Um estudo do Instituto de Pesquisa Econômica Aplicada (Ipea) divulgado ontem apresentou um retrato preocupante do comportamento brasileiro. Batizado de Sistema de Indicadores de Percepção Social (SIPS), o levantamento revelou, entre outros dados, que 65% dos brasileiros concordam que mulheres que usam roupas curtas merecem ser atacadas. Do total de 3.810 entrevistados – dos quais 66,5% são mulheres –, ainda, 63% disseram concordar com a ideia de que "casos de violência dentro de casa devem ser discutidos somente entre membros da família". "Temos um problema social de enorme importância, uma doença coletiva. O quadro que temos no Brasil hoje é de uma sociedade pré-civilizatória", afirmou o diretor de Estudos e Políticas do Estado, das Instituições e da Democracia do Ipea e um dos autores do levantamento, Daniel Cerqueira.

INFOGRÁFICO: Veja os resultados da pesquisa do Ipea sobre relações humanas

Culpabilização

Para ele, um número significativo de entrevistados parece considerar a violência contra a mulher uma forma de correção. A vítima teria responsabilidade, seja por usar roupas provocantes, seja por não se comportarem "adequadamente".

Para a presidente da Comissão de Estudos sobre Violência de Gênero (Cevige) da OAB Paraná, Sandra Lia Leda Bazzo Barwinski, a sociedade evoluiu em vários aspectos, mas ainda resiste quando o tema é igualdade de direitos das mulheres. "É muito assustador. Continuamos a manter conceitos que eram de gerações passadas, do século 18", comenta.

Estudo

O levantamento sobre a percepção social tem como ponto de partida o grande número de pessoas que diz concordar com a frase: se mulheres soubessem se comportar, haveria menos estupros. O trabalho indica que 58,5% das pessoas concordam com esse pensamento. A resposta a essa pergunta apresenta variações significativas de acordo com algumas características.

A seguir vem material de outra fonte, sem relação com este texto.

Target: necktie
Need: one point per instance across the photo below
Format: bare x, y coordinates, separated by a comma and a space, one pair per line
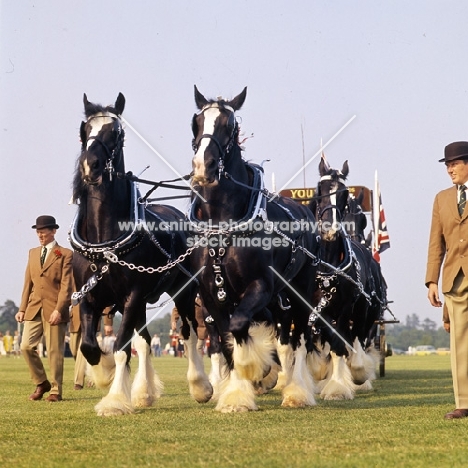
462, 200
44, 253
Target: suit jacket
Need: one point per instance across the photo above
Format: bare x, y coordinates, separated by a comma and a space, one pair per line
448, 240
48, 287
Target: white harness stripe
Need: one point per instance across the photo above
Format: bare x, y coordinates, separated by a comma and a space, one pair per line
210, 113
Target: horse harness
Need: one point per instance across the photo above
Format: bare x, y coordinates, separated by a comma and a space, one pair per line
256, 217
110, 251
118, 146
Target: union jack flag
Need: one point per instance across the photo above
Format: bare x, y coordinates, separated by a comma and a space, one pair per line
381, 238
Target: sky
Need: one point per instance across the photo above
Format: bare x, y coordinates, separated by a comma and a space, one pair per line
396, 69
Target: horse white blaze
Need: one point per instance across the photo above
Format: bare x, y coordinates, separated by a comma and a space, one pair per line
96, 124
210, 115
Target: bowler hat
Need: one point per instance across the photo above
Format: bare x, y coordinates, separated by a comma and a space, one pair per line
456, 150
45, 221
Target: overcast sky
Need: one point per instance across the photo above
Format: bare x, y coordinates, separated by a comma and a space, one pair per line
399, 67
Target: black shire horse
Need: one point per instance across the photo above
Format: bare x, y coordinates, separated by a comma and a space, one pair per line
121, 261
253, 248
346, 283
356, 222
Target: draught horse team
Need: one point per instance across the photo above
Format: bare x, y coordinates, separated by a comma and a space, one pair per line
291, 309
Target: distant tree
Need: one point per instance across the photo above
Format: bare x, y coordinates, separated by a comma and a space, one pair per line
429, 325
7, 316
412, 321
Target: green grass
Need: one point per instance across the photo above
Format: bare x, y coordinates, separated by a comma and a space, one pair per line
399, 424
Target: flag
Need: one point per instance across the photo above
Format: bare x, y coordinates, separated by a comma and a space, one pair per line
381, 239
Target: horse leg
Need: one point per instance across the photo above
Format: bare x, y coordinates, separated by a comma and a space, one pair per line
117, 401
320, 365
102, 365
285, 354
299, 391
362, 366
340, 386
236, 395
147, 386
199, 385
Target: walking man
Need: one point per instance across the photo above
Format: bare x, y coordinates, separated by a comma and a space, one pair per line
44, 308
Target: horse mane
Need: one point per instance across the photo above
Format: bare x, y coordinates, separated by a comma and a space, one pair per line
77, 184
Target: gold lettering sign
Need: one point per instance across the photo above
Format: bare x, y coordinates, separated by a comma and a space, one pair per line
303, 195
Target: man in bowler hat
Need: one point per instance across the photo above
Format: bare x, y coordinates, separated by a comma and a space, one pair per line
448, 246
44, 308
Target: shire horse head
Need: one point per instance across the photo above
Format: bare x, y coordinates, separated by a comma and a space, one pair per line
331, 199
355, 218
102, 138
215, 137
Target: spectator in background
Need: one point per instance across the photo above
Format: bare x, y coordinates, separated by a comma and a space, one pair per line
8, 343
156, 345
16, 344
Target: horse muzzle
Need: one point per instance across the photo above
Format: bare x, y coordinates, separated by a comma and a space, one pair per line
202, 181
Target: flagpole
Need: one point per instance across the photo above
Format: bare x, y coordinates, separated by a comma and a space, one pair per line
376, 212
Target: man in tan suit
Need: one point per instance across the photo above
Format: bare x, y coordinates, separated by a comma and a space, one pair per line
44, 308
448, 244
75, 342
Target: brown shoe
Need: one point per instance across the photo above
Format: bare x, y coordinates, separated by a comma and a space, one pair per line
42, 388
457, 414
54, 397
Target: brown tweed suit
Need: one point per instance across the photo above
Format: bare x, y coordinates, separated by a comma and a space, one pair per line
448, 245
46, 289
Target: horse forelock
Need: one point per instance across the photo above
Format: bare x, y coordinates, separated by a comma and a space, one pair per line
96, 122
210, 117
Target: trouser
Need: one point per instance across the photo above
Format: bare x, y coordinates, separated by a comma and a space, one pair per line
80, 361
457, 307
54, 335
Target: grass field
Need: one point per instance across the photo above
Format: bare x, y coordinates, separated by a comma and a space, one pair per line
399, 424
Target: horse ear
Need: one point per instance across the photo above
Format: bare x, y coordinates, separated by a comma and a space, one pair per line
238, 101
360, 197
345, 169
120, 104
313, 205
363, 223
200, 100
323, 167
194, 125
83, 134
87, 105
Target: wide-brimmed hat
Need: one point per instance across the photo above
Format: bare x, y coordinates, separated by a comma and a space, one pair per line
456, 150
45, 221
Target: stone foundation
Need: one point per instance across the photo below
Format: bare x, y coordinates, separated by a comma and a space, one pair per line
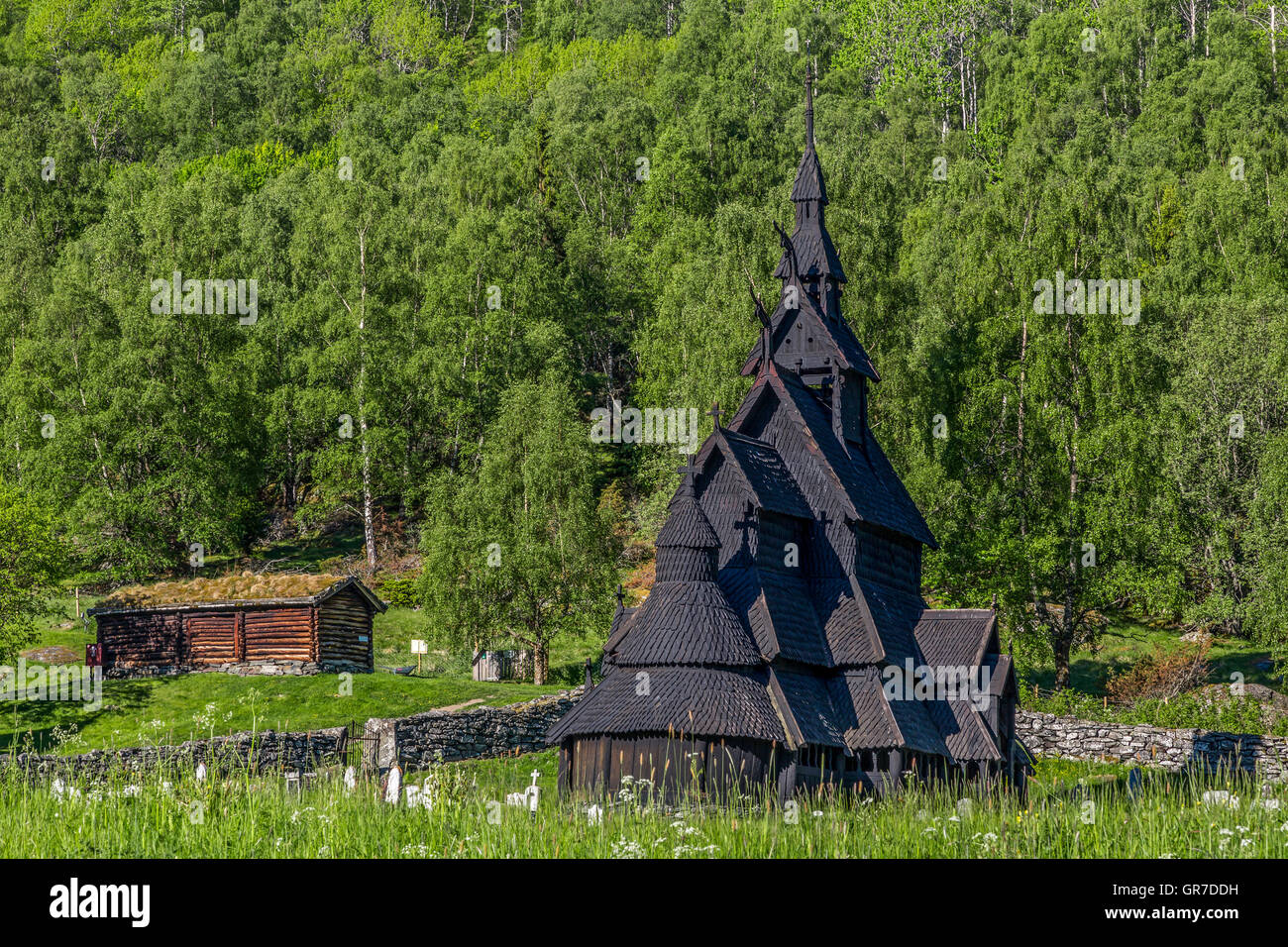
265, 751
420, 740
1069, 737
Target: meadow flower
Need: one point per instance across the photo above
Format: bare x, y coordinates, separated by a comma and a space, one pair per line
627, 849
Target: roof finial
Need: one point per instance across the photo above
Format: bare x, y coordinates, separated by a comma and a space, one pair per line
767, 326
809, 99
786, 243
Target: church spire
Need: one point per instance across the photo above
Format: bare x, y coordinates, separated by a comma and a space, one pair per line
809, 106
818, 265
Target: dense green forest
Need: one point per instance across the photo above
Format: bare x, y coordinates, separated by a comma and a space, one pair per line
451, 210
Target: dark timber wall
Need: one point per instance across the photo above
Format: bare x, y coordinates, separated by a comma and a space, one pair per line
671, 764
271, 638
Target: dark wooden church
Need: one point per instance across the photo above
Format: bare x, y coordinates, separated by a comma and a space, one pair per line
785, 639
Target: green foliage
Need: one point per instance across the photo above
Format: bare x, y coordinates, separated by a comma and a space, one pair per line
523, 551
378, 171
33, 561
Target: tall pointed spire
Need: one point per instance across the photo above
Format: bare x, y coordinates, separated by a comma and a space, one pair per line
809, 106
819, 266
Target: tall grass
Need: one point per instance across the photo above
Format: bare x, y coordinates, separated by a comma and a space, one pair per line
170, 813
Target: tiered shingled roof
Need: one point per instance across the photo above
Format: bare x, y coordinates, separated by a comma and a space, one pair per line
738, 639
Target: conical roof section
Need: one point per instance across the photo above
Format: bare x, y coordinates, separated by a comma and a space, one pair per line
687, 526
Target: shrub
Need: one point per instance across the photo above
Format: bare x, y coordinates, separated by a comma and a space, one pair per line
1162, 676
402, 591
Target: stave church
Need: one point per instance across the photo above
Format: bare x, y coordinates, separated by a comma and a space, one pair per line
785, 644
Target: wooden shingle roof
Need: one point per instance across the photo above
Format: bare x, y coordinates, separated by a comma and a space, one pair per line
698, 701
687, 624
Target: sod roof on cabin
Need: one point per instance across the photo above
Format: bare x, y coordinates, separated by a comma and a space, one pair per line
228, 589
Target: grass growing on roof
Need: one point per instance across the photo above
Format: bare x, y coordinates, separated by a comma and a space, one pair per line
241, 587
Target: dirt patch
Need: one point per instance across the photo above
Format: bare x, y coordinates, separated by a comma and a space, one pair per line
54, 655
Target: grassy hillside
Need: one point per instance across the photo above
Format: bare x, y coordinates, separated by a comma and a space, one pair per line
166, 710
249, 817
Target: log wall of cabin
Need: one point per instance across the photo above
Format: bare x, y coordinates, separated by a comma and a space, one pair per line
134, 641
211, 637
344, 631
278, 634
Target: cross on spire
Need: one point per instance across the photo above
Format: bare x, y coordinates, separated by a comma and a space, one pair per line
809, 99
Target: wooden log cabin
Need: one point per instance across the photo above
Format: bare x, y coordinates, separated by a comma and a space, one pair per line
284, 624
785, 643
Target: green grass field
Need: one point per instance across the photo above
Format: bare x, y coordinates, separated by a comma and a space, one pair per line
168, 710
1072, 810
1127, 641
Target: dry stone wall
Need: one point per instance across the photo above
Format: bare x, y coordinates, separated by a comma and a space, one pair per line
423, 738
1068, 737
265, 751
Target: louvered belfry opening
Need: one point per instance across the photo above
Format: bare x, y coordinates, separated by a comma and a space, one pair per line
781, 644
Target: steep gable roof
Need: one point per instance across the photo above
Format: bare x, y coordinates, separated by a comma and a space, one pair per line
767, 476
686, 624
698, 701
866, 482
844, 346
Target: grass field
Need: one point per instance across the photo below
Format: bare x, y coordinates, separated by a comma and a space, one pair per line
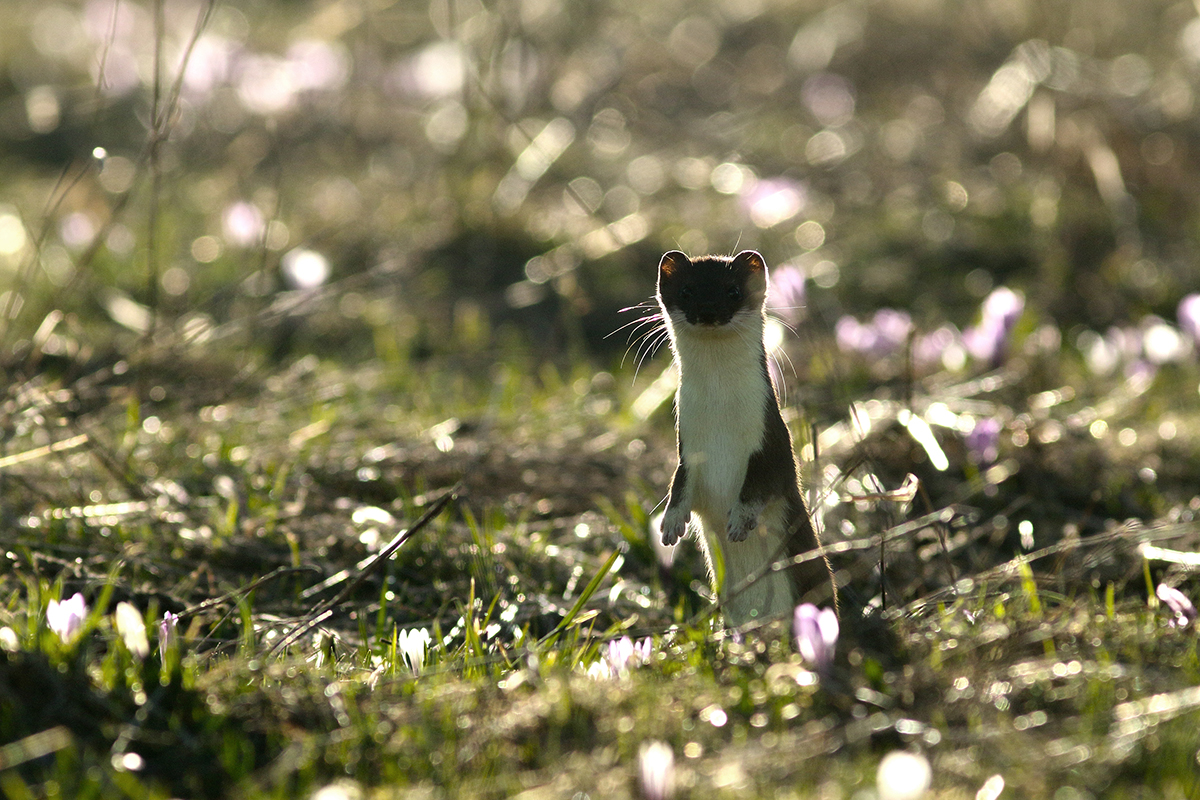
311, 395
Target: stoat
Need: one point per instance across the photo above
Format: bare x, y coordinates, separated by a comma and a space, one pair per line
737, 473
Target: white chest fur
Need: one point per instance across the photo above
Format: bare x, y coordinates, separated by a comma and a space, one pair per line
721, 400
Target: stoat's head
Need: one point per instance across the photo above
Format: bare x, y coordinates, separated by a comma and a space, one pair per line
712, 292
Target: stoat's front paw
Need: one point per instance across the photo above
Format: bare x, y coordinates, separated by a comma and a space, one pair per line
675, 524
743, 518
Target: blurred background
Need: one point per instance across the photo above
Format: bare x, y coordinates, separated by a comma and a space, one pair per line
389, 179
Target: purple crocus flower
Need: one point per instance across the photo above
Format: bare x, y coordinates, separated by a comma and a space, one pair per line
1185, 612
885, 335
655, 770
168, 633
785, 296
989, 340
1188, 317
623, 655
66, 618
983, 441
816, 635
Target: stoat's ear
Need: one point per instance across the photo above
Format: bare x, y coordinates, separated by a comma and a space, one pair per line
751, 260
673, 262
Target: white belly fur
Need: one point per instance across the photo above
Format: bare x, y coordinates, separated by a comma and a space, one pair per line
721, 401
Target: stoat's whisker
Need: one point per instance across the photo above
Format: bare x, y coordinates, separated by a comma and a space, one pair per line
648, 346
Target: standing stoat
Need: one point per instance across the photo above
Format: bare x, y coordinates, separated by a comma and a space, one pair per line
737, 470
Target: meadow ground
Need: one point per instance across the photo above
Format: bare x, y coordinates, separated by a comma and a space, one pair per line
311, 396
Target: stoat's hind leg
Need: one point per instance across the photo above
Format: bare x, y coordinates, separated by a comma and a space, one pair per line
675, 518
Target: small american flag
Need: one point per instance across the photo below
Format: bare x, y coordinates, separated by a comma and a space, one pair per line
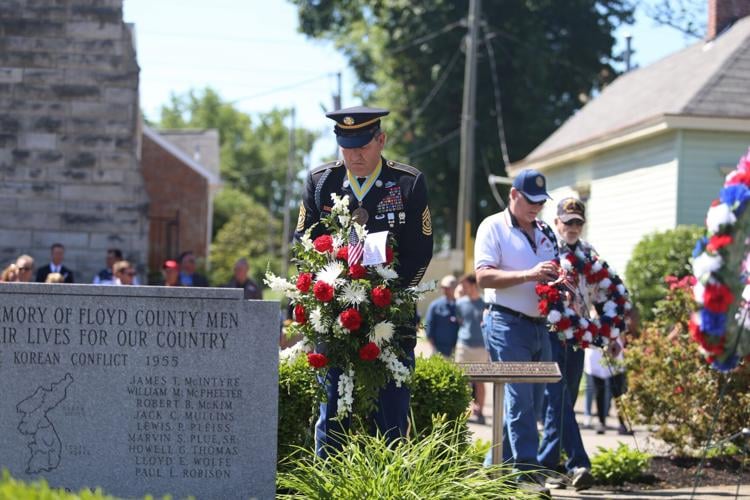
356, 248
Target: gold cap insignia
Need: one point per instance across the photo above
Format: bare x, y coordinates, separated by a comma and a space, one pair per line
426, 222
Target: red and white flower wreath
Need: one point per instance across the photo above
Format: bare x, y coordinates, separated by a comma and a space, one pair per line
610, 300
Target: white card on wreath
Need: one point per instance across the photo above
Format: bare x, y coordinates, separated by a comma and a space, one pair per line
374, 251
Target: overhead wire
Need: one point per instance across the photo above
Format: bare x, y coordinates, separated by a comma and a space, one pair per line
498, 103
427, 38
426, 149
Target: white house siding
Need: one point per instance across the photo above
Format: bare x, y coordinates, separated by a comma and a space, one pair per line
633, 192
703, 155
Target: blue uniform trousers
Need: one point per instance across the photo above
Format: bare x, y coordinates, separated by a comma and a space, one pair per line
560, 426
509, 337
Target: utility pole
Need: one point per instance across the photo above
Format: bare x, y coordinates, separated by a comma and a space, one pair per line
291, 158
628, 51
466, 172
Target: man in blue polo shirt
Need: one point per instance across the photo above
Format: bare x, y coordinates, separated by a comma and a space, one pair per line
513, 252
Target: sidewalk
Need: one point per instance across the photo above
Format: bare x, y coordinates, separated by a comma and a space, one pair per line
641, 440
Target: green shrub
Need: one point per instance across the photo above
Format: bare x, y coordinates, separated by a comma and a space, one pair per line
616, 466
671, 387
438, 387
656, 256
435, 466
246, 234
297, 390
14, 489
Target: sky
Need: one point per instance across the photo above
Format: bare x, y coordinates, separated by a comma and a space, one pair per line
251, 53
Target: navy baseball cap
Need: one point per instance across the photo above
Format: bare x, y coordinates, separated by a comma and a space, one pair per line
355, 127
571, 208
532, 184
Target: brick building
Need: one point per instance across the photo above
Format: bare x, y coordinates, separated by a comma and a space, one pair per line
181, 170
69, 134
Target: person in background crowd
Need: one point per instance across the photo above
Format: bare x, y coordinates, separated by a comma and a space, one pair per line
561, 430
470, 346
106, 276
10, 274
441, 324
124, 273
514, 251
25, 264
188, 276
384, 195
57, 252
241, 280
459, 292
54, 278
171, 272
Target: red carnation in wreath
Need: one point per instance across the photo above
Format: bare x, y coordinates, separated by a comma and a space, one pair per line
350, 319
357, 271
369, 352
718, 241
381, 296
717, 298
317, 360
343, 253
304, 280
323, 243
323, 291
299, 314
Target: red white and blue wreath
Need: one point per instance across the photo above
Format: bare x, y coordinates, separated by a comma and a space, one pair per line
604, 285
721, 266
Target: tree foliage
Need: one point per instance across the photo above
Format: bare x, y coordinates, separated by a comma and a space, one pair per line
686, 16
252, 233
655, 257
550, 56
254, 150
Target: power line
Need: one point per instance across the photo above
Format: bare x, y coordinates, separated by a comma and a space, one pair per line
433, 92
191, 65
222, 38
447, 137
285, 87
498, 103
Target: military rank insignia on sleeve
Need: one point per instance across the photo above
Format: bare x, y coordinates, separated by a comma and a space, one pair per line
426, 222
301, 218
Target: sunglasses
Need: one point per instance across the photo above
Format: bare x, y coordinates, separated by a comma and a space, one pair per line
536, 203
574, 222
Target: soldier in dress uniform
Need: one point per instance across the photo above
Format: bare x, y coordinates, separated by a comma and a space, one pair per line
384, 195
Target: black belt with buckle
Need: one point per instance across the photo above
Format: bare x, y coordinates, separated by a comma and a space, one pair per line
508, 310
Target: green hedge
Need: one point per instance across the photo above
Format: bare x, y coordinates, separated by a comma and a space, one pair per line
438, 386
656, 256
14, 489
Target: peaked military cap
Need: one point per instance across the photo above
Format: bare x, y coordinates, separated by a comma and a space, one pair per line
356, 126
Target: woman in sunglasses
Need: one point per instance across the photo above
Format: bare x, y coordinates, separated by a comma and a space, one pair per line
124, 273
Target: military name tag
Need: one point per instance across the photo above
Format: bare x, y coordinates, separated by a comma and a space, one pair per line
360, 216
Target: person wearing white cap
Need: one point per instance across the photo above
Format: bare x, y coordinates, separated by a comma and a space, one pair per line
561, 430
441, 324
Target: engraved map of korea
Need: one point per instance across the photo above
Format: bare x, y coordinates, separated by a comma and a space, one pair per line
44, 443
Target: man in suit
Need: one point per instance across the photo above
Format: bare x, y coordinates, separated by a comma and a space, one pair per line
384, 196
57, 252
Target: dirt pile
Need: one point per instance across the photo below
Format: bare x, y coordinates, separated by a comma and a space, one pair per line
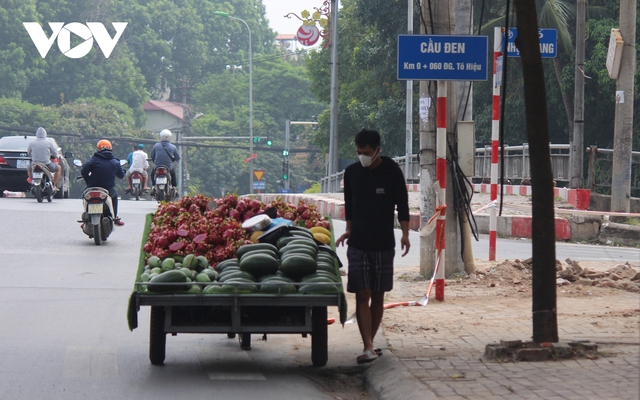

Moradores de metrópoles das regiões mais ricas do país (Sul e Sudeste), ter escolaridade mais alta e ser mais jovem aumentam a probabilidade de valores mais igualitários e de intolerância à violência contra mulheres. Os autores da pesquisa avaliam, porém, que tais características têm peso menos importante que a adesão a certos valores, como acreditar que o homem deve ser cabeça do lar, por exemplo.

Foco no respeito às diferenças é fundamental, diz especialista

Para a presidente da Comissão de Estudos sobre Violência de Gênero (Cevige) da OAB Paraná, Sandra Lia Leda Bazzo Barwinski, é preciso que as escolas desenvolvam um trabalho focado com as novas gerações que foque nas diferenças. "Há ainda muito ranço [de gerações passadas], mas a parte positiva é que a tendência é de que isso ocorra menos no futuro, com os jovens de hoje. É uma tendência [apontada pela própria pesquisa]", disse. A advogada ressalta que o problema começa na educação inicial das crianças. "Fala-se muito em erotização precoce das meninas, mas ninguém fala sobre virilização precoce dos meninos", chama atenção a especialista.

Sandra lembra que é preciso também fazer uma crítica à mídia, de uma forma geral, sobre como esta perpetua uma cultura equivocada que contribui para a violência. O próprio pesquisador do Ipea Daniel Cerqueira ressalta que o machismo que coloca a mulher como objeto de desejo e propriedade e permeia cultura, músicas, meios de comunicação. "Essa semana o metrô de SP, no horário de pico, veiculou a propaganda para xavecar a mulher. Reflexo da cultura que a gente tem", afirma.

De acordo com a procuradora de Justiça e coordenadora do Núcleo de Atendimento às Vítimas de Estupro (Naves) do MP, Rosângela Gaspari, o resultado da pesquisa mostra que as conquistas feministas não estão consolidadas. "É ainda uma história em construção, mas é fundamental ressaltar que não há justificativa qualquer para que se cometa um ato de violência contra a mulher", ressalta.

Ainda na avaliação de Sandra, o feminismo ainda precisa trabalhar e debater o tema na sociedade para que cada vez mais diminua esse histórico violento. Sobretudo, segundo ela, é preciso consolidar o que é de direito. "Queremos ser apenas tratadas com igualdade de direitos", diz Sandra.